Tuesday, June 27, 2017 - 4:00pm
Event Calendar Category
Other LIDS Events
Building and Room Number
We provide the first sublinear running time upper bound and a nearly matching lower bound for the discounted Markov decision problem. In particular, we propose a randomized linear programming algorithm for approximating the optimal policy of the discounted Markov decision problem. We show that it finds an ε-optimal policy using nearly-linear running time in the worst case. For Markov decision processes that are ergodic under every stationary policy, we show that the algorithm finds an ε-optimal policy using running time linear in the total number of state-action pairs, which is sublinear in the input size. We establish computational lower bound on the run time of any randomized algorithm for solving the MDP, which suggests that the complexity of MDP depends on data structures of the input. These results provide new complexity benchmarks for solving stochastic dynamic programs. The proposed algorithm can be extended to apply to reinforcement learning and yield sharp PAC sample complexity.

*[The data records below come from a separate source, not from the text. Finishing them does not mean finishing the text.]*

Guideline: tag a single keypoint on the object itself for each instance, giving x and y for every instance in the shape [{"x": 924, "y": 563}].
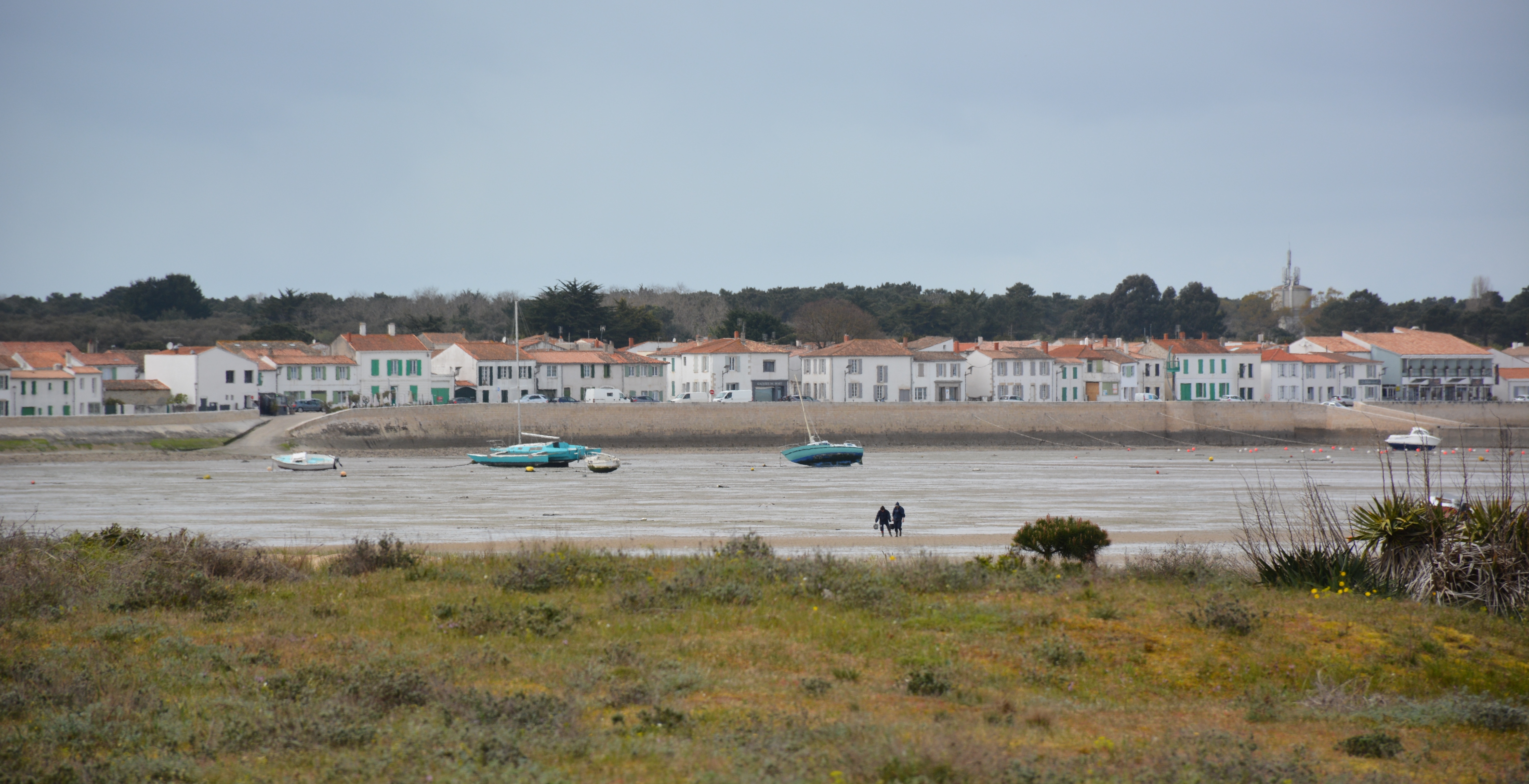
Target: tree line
[{"x": 151, "y": 312}]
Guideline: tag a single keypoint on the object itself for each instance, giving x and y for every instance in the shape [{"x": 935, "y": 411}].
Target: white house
[
  {"x": 392, "y": 369},
  {"x": 881, "y": 370},
  {"x": 496, "y": 372},
  {"x": 568, "y": 374},
  {"x": 727, "y": 364},
  {"x": 1198, "y": 369},
  {"x": 1025, "y": 374},
  {"x": 210, "y": 377},
  {"x": 1429, "y": 366},
  {"x": 7, "y": 389}
]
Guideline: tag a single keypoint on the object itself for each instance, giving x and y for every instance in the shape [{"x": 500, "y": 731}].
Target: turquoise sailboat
[{"x": 822, "y": 453}]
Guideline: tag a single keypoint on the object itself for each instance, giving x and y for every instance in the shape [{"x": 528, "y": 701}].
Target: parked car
[{"x": 605, "y": 395}]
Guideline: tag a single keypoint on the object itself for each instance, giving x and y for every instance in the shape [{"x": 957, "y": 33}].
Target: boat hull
[
  {"x": 825, "y": 455},
  {"x": 516, "y": 461},
  {"x": 310, "y": 464}
]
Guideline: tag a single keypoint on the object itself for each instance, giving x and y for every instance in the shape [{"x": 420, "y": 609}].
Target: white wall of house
[{"x": 209, "y": 378}]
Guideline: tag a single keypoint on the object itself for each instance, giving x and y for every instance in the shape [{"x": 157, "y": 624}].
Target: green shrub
[
  {"x": 1374, "y": 745},
  {"x": 1229, "y": 615},
  {"x": 1071, "y": 539},
  {"x": 365, "y": 555},
  {"x": 927, "y": 684}
]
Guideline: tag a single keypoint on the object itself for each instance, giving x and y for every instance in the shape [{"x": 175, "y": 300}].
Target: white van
[{"x": 605, "y": 395}]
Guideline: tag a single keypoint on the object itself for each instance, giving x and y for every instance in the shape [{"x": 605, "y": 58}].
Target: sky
[{"x": 362, "y": 147}]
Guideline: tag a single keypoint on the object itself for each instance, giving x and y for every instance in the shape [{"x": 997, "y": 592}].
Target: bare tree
[{"x": 831, "y": 320}]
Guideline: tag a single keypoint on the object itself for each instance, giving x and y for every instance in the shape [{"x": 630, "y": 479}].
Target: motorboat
[
  {"x": 553, "y": 453},
  {"x": 819, "y": 453},
  {"x": 307, "y": 462},
  {"x": 1420, "y": 439},
  {"x": 603, "y": 462}
]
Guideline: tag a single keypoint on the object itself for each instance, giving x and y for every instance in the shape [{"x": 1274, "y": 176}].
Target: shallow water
[{"x": 959, "y": 502}]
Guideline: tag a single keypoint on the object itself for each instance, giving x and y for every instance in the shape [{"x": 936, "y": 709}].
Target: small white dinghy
[
  {"x": 307, "y": 462},
  {"x": 603, "y": 462},
  {"x": 1420, "y": 439}
]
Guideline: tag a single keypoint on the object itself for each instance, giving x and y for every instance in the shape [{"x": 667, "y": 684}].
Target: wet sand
[{"x": 959, "y": 502}]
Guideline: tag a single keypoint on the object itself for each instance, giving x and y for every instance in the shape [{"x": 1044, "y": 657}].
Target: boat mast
[
  {"x": 802, "y": 398},
  {"x": 522, "y": 400}
]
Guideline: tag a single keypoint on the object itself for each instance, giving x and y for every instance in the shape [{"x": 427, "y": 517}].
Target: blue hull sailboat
[
  {"x": 825, "y": 455},
  {"x": 554, "y": 453},
  {"x": 819, "y": 451}
]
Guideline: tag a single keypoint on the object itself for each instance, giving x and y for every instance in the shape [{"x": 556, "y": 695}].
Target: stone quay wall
[
  {"x": 903, "y": 426},
  {"x": 129, "y": 429}
]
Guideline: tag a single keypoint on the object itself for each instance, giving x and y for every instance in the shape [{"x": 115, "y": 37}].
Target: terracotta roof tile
[
  {"x": 385, "y": 343},
  {"x": 1418, "y": 343},
  {"x": 863, "y": 348},
  {"x": 135, "y": 386}
]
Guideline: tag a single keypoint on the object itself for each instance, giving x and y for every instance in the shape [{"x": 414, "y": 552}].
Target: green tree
[
  {"x": 154, "y": 299},
  {"x": 278, "y": 332},
  {"x": 638, "y": 325},
  {"x": 1198, "y": 309},
  {"x": 571, "y": 308},
  {"x": 756, "y": 325}
]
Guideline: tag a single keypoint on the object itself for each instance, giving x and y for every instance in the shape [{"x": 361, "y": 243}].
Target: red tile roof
[
  {"x": 1336, "y": 344},
  {"x": 591, "y": 358},
  {"x": 1193, "y": 346},
  {"x": 863, "y": 348},
  {"x": 135, "y": 386},
  {"x": 1418, "y": 343},
  {"x": 385, "y": 343}
]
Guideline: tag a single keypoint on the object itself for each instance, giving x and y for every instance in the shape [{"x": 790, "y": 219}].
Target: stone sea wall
[{"x": 1005, "y": 426}]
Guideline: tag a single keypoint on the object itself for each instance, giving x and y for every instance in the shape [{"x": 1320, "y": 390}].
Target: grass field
[{"x": 175, "y": 659}]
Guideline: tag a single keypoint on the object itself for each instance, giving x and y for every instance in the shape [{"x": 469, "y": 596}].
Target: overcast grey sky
[{"x": 359, "y": 147}]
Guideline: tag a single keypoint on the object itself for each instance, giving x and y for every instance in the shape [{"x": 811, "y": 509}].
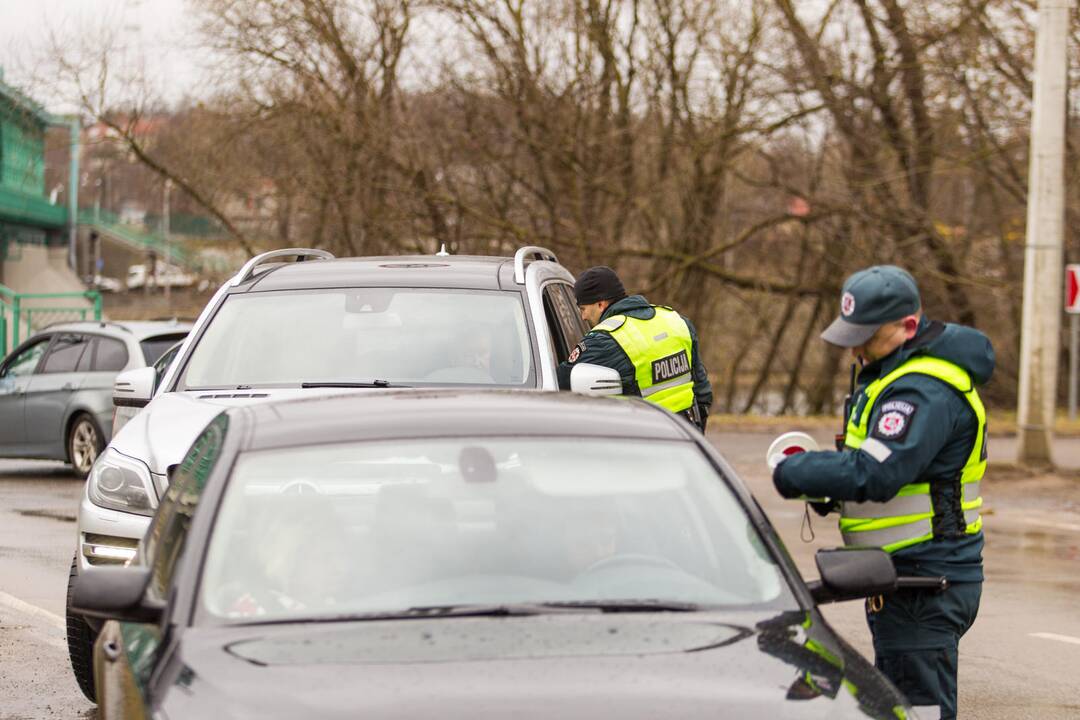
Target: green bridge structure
[{"x": 30, "y": 219}]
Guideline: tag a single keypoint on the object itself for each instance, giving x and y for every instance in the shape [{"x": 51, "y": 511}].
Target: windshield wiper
[
  {"x": 436, "y": 611},
  {"x": 347, "y": 383},
  {"x": 650, "y": 605}
]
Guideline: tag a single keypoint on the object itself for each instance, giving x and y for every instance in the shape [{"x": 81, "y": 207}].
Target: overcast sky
[{"x": 161, "y": 30}]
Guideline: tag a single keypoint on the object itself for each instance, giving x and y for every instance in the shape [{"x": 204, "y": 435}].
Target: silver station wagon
[{"x": 56, "y": 388}]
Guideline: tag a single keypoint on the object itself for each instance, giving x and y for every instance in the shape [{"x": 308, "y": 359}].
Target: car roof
[
  {"x": 462, "y": 271},
  {"x": 412, "y": 413},
  {"x": 138, "y": 329}
]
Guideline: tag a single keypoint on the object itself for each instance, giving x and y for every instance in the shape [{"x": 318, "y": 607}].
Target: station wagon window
[
  {"x": 26, "y": 361},
  {"x": 152, "y": 348},
  {"x": 65, "y": 353},
  {"x": 111, "y": 355},
  {"x": 403, "y": 336},
  {"x": 563, "y": 318},
  {"x": 86, "y": 362}
]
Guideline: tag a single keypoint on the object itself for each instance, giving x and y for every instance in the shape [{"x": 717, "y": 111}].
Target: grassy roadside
[{"x": 999, "y": 422}]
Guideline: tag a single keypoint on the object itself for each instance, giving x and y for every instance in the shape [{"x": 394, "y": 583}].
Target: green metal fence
[
  {"x": 25, "y": 312},
  {"x": 109, "y": 222}
]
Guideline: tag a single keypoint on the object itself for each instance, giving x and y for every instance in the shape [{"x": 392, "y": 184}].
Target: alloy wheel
[{"x": 84, "y": 445}]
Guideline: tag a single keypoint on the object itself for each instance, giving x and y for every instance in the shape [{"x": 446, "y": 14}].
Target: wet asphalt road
[{"x": 1021, "y": 660}]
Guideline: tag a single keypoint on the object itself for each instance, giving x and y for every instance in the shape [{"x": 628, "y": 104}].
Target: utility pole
[
  {"x": 169, "y": 254},
  {"x": 1040, "y": 335}
]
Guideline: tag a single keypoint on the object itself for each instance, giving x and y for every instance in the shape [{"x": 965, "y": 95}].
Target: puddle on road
[{"x": 50, "y": 514}]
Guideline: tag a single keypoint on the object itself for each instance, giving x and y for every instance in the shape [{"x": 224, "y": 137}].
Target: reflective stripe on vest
[
  {"x": 907, "y": 518},
  {"x": 661, "y": 351}
]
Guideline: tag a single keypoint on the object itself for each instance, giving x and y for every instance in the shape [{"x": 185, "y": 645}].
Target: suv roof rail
[
  {"x": 529, "y": 250},
  {"x": 299, "y": 253},
  {"x": 99, "y": 323}
]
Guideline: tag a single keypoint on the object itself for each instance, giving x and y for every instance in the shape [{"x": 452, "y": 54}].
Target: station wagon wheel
[{"x": 84, "y": 444}]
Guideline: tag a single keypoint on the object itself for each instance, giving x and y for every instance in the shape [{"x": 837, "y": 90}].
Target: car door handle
[{"x": 111, "y": 650}]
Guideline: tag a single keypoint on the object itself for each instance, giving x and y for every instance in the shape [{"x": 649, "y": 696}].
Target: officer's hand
[{"x": 785, "y": 489}]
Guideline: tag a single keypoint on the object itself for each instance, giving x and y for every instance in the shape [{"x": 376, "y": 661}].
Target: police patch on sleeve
[{"x": 894, "y": 420}]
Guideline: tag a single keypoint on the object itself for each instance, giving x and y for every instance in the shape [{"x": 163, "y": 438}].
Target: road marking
[
  {"x": 26, "y": 608},
  {"x": 1054, "y": 636}
]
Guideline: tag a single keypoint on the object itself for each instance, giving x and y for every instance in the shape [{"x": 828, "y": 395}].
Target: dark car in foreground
[{"x": 471, "y": 555}]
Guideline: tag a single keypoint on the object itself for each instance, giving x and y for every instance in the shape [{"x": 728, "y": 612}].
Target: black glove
[{"x": 785, "y": 489}]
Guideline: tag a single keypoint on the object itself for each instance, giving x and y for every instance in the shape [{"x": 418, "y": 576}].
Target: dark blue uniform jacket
[
  {"x": 930, "y": 433},
  {"x": 602, "y": 349}
]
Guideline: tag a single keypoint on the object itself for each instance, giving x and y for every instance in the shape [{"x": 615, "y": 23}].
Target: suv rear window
[
  {"x": 156, "y": 347},
  {"x": 403, "y": 336}
]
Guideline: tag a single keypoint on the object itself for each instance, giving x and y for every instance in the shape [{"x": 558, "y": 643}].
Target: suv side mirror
[
  {"x": 590, "y": 379},
  {"x": 134, "y": 388},
  {"x": 852, "y": 573},
  {"x": 116, "y": 594}
]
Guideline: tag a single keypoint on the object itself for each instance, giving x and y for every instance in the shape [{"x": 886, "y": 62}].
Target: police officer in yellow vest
[
  {"x": 652, "y": 347},
  {"x": 907, "y": 479}
]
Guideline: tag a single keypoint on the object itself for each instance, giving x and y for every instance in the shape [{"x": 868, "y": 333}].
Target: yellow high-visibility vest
[
  {"x": 907, "y": 518},
  {"x": 661, "y": 351}
]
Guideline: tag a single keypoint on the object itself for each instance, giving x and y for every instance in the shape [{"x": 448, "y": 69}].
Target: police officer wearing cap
[
  {"x": 653, "y": 348},
  {"x": 907, "y": 478}
]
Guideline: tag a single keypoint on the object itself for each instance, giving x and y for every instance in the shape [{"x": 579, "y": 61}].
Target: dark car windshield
[
  {"x": 154, "y": 348},
  {"x": 386, "y": 527},
  {"x": 394, "y": 336}
]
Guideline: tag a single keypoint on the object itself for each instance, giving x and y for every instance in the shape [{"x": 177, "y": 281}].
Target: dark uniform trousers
[{"x": 916, "y": 638}]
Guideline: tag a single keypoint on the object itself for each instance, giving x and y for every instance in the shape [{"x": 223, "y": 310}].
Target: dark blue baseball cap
[{"x": 869, "y": 299}]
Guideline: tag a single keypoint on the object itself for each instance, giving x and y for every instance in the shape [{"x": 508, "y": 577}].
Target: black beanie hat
[{"x": 596, "y": 284}]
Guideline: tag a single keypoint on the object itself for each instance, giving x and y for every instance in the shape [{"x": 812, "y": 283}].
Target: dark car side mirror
[
  {"x": 852, "y": 573},
  {"x": 116, "y": 594}
]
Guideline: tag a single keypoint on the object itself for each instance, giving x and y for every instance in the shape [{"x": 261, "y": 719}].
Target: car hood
[
  {"x": 164, "y": 430},
  {"x": 643, "y": 666}
]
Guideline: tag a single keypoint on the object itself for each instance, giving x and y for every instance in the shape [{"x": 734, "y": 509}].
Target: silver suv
[
  {"x": 284, "y": 329},
  {"x": 56, "y": 388}
]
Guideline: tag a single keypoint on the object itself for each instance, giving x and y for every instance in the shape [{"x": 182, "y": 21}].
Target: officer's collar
[{"x": 927, "y": 333}]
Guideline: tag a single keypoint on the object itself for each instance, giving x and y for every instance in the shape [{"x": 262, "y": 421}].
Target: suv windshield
[
  {"x": 397, "y": 336},
  {"x": 391, "y": 527}
]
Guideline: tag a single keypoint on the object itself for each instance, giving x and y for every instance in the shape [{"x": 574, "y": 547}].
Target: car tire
[
  {"x": 81, "y": 638},
  {"x": 84, "y": 443}
]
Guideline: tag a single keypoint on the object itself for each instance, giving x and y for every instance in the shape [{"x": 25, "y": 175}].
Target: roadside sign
[{"x": 1072, "y": 288}]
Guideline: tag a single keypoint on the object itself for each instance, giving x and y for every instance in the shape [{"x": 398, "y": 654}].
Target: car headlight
[{"x": 121, "y": 483}]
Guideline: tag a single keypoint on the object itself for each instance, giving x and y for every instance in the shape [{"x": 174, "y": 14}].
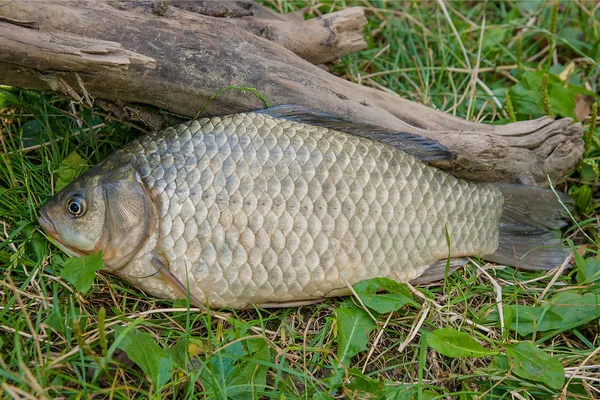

Mengdi Wang is interested in data-driven stochastic optimization and applications in machine and reinforcement learning. She received her PhD in Electrical Engineering and Computer Science from Massachusetts Institute of Technology in 2013. At MIT, Mengdi was affiliated with the Laboratory for Information and Decision Systems and was advised by Dimitri P. Bertsekas. Mengdi became an assistant professor at Princeton in 2014. She received the Young Researcher Prize in Continuous Optimization of the Mathematical Optimization Society in 2016 (awarded once every three years), the Princeton SEAS Innovation Award in 2016, and the NSF Career Award in 2017.